Ask HN: What is it like being CTO? - dotpot

Hello there, 
  in general I'm software engineer (started when I was 7), now I'm 26, currently I resigned from a huge corporation (where I was lead developer and practically sold my soul to them) and I'm going to be a CTO at small startup, we'll develop web based product (kind of social network).<p>I'm a little bit concerned about CTO position, since I've never did anything like that before, I used to have a small team where I was giving tasks for others and etc. Also I know what's agile (scrum) development and will try to do that practice there. Also Im huge news fan and trying to work/suggest/research/play on very top of the technology wave (hot).<p>So my questions is:
- How to make this transition for me as easy as possible ? 
- How can I prepare for it ?
- What I should know and which ares I should learn more ?<p>All suggestions and references will be help for me!
======
tptacek
I've been a "CTO". I've known lots of "CTOs".

First bit of advice: change your title to something else.

Among tech entrepreneurs the term "CTO" carries some of the same connotations
as "architect" does among enterprise developers: people paid extra to do
nothing.

Second: figure out where on the org chart you've just been placed.

Are you the kind of CTO that's intended to do nothing at the top of the
engineering organization? That's what you're expect, right? But more CTOs that
I've known were instead expected to do nothing at the top of the marketing
organization; in particular, to serve as the "spiritual head" of the product
management team. The reason for this: the "CTO" is inherently customer-facing
(impressing customers with pronouncements from the CTO is one of only two
benefits obtainable by your company by naming a "CTO", the other being
"retaining you even after your coworkers decide they want to remove your
commit privileges").

Third: is your company big enough to have a C-anything?

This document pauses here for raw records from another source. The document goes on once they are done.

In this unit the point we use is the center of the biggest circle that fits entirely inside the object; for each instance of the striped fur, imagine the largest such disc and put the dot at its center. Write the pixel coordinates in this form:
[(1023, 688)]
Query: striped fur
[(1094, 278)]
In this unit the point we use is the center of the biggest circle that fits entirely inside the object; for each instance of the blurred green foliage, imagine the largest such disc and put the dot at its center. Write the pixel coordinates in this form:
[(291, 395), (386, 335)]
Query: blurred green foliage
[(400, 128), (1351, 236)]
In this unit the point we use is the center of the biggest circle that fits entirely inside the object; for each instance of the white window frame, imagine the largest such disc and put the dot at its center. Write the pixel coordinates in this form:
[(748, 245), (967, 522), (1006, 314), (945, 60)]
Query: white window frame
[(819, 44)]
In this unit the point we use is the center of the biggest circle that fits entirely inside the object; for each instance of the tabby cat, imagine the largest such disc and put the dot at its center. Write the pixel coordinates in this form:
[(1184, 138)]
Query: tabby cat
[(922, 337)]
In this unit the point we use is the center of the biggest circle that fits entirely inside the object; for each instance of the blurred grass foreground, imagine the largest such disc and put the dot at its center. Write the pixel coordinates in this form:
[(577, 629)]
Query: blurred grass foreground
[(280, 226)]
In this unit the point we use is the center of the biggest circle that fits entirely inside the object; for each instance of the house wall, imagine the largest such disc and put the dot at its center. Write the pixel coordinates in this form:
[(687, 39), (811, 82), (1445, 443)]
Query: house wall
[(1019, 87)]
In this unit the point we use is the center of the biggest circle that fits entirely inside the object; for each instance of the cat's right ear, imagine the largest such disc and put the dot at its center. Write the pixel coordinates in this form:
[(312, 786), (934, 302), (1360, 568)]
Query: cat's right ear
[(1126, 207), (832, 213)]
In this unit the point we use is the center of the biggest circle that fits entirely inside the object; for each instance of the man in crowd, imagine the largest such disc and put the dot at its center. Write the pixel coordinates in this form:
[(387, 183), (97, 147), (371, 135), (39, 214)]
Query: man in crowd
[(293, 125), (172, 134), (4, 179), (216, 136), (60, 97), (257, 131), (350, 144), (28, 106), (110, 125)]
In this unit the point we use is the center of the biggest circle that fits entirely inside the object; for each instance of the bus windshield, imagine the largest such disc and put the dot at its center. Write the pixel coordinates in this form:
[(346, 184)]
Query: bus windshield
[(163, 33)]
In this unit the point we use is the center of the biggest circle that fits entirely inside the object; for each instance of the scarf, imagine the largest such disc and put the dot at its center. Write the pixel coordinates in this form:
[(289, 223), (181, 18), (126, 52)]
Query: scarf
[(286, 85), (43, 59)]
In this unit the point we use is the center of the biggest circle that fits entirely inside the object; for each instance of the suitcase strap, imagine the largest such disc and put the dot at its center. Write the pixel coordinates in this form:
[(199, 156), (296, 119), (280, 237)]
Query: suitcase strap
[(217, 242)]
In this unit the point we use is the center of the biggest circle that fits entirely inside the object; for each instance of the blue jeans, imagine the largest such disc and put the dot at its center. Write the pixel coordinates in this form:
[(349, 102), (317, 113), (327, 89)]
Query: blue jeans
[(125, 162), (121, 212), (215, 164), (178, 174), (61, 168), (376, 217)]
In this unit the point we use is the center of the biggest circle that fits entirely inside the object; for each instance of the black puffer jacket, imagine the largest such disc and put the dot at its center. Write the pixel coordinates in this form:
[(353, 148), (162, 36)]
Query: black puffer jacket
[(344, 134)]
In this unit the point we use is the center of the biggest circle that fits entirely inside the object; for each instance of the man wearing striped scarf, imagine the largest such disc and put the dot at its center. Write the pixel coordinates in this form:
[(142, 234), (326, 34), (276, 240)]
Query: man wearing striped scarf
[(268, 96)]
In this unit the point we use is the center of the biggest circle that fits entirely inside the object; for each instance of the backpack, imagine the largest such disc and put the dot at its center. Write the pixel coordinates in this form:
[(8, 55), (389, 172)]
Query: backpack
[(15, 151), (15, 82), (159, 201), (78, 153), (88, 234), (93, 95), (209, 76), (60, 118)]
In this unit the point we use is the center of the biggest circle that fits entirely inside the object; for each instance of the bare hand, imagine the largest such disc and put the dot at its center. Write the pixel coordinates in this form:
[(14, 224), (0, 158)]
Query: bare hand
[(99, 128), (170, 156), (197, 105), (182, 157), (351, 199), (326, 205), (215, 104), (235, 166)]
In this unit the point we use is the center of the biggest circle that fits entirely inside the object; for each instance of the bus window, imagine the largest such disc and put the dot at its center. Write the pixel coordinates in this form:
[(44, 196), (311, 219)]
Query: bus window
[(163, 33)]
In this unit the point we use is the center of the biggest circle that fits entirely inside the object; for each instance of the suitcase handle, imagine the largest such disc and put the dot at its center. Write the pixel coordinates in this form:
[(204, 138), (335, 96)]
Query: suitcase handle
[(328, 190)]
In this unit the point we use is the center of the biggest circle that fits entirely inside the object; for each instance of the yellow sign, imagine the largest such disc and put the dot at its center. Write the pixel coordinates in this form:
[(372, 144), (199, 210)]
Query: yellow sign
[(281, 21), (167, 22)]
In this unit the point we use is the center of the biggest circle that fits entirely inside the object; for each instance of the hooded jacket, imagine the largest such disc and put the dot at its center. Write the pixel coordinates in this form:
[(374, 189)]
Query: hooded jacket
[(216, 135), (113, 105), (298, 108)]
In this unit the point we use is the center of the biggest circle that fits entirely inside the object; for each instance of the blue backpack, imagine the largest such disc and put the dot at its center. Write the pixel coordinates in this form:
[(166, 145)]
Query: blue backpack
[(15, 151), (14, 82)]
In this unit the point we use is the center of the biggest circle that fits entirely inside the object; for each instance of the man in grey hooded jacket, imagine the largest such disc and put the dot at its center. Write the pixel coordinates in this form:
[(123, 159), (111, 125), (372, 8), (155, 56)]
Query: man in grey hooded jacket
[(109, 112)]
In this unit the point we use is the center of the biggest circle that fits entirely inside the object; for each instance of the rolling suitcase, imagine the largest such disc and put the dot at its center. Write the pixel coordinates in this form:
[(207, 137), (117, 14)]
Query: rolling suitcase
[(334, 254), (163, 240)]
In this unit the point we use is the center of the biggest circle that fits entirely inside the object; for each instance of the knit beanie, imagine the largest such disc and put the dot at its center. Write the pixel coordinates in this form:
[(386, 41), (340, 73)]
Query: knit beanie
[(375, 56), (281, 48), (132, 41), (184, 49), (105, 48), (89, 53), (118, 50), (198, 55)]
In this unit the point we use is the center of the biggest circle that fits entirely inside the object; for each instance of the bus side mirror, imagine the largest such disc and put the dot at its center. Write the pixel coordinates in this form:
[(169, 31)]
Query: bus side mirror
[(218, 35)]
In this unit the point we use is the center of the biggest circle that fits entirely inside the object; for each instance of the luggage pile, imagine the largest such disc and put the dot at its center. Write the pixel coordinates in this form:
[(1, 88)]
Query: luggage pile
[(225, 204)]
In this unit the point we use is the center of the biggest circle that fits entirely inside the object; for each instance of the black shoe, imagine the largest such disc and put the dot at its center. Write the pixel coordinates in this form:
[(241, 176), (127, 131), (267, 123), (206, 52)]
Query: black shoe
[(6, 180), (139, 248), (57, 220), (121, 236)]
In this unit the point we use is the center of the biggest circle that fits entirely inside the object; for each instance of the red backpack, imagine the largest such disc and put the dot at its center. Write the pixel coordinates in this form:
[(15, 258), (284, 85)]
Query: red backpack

Even if you (smartly) rechristen yourself "director/research" or
"director/product" or "director/engineering", if you're working at a 4 person
company, you can make yourself look dumb --- not just at your company, which
is like all companies likely doomed, but on _your resume_ , where you'll flip
the bozo bit on people evaluating you for their team by allowing yourself to
be labeled with a grandiose title.

The reality is that in small startups, particularly pre-revenue startups, and
_particularly_ when your employers have conceded to you a title ostensibly
meant to communicate some authority, you can probably do anything you want.
Pick one thing, do it extraordinarily well (clue: you are not doing it
extraordinarily well until it hurts to keep doing it that well), and keep
doing it. Things a "CTO" (please don't call yourself that) can do:

* While maintaining a role in the peloton of committers on your team†, become the arbitrator of all tech controversies (not the decider, the _arbitrator_ ).

* While maintaining that committer role, build the engineering team by recruiting talent (note: this only works if you recruit people who turn out to be awesome _for the business_ ) and retaining it.

* Become the marketing face of the company, which can work if your company's audience is nerds (or if you sell direct to other companies, but you don't appear to be doing that).

* Become the head of product management, which means you spend virtually all your time engaged with customers (either directly or by measurement and testing) and almost zero time building.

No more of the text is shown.